Network meta-analysis for major depressive disorder

Description

Network meta-analysis comparing antidepressants in patients with major depressive disorder.

Format

A data frame with the following columns:

studyid study id
drug_name antidepressant name
ntotal number of randomized patients in treatment arm
responders number of responders

Source

Cipriani A, Furukawa T, Salanti G, Chaimani A, et al. (2018): Comparative efficacy and acceptability of 21 antidepressant drugs for the acute treatment of adults with major depressive disorder: a systematic review and network meta-analysis Lancet, 391, 1357–66

See Also

mtrank, tcc

Examples

data(antidepressants)
head(antidepressants)
#
# Examples:
# example(tcc)
# example(mtrank)
# example(fitted.mtrank)

Network meta-analysis studying the incidence of diabetes

Description

Network meta-analysis comparing six antihypertensive drugs against the incidence of diabetes.

Format

A data frame with the following columns:

study study label
id study id
t treatment label
r number of events
n group sample size
rob risk of bias assessment

Source

Elliott WJ, Meyer PM (2007): Incident diabetes in clinical trials of antihypertensive drugs: A network meta-analysis Lancet, 369, 201–7, doi:10.1016/S0140-6736(07)60108-1

See Also

mtrank, tcc

Examples

data(diabetes)
head(diabetes)
#

pw <- pairwise(studlab = study, treat = t,
  n = n, event = r, data = diabetes, sm = "OR")
#
net <- netmeta(pw, reference.group = "PLA")
#
ranks <- tcc(net, swd = 1.20, small.values = "desirable")
#
forest(ranks)
forest(ranks, reference.group = "ARB", baseline.reference = FALSE)

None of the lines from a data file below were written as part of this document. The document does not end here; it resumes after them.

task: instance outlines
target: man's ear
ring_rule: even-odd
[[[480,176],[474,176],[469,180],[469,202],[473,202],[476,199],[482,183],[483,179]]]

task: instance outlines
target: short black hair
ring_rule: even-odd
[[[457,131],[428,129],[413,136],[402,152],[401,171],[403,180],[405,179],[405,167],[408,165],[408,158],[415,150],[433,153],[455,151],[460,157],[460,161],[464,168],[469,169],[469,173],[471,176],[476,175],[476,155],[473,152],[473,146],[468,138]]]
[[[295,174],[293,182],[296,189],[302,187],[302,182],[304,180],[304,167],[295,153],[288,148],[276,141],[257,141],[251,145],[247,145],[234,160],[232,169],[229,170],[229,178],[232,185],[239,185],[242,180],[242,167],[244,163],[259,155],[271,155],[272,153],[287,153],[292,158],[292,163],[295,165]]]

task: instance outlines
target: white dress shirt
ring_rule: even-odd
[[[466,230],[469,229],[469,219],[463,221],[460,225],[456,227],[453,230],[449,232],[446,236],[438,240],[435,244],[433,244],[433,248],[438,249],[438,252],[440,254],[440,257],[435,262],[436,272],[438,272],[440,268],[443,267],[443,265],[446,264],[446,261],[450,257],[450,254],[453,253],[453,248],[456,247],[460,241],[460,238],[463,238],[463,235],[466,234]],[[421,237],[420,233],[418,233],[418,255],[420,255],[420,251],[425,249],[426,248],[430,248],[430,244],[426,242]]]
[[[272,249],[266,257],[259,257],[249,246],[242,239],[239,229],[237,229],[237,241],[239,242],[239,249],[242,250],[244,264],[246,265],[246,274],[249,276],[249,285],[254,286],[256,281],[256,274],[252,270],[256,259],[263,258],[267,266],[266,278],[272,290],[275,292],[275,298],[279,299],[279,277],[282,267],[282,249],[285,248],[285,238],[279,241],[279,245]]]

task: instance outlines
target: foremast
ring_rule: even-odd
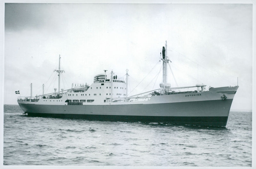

Calculate pairwise fitted probabilities for mtrank object.

Description

This function uses the estimates of ability and tie prevalence parameters from a mtrank object and calculates fitted pairwise probabilities about the preference or the tie between two treatments based on equations (7) and (8) in Evrenoglou et al. (2024).

Usage

## S3 method for class 'mtrank'
fitted(object, treat1, treat2, type, ...)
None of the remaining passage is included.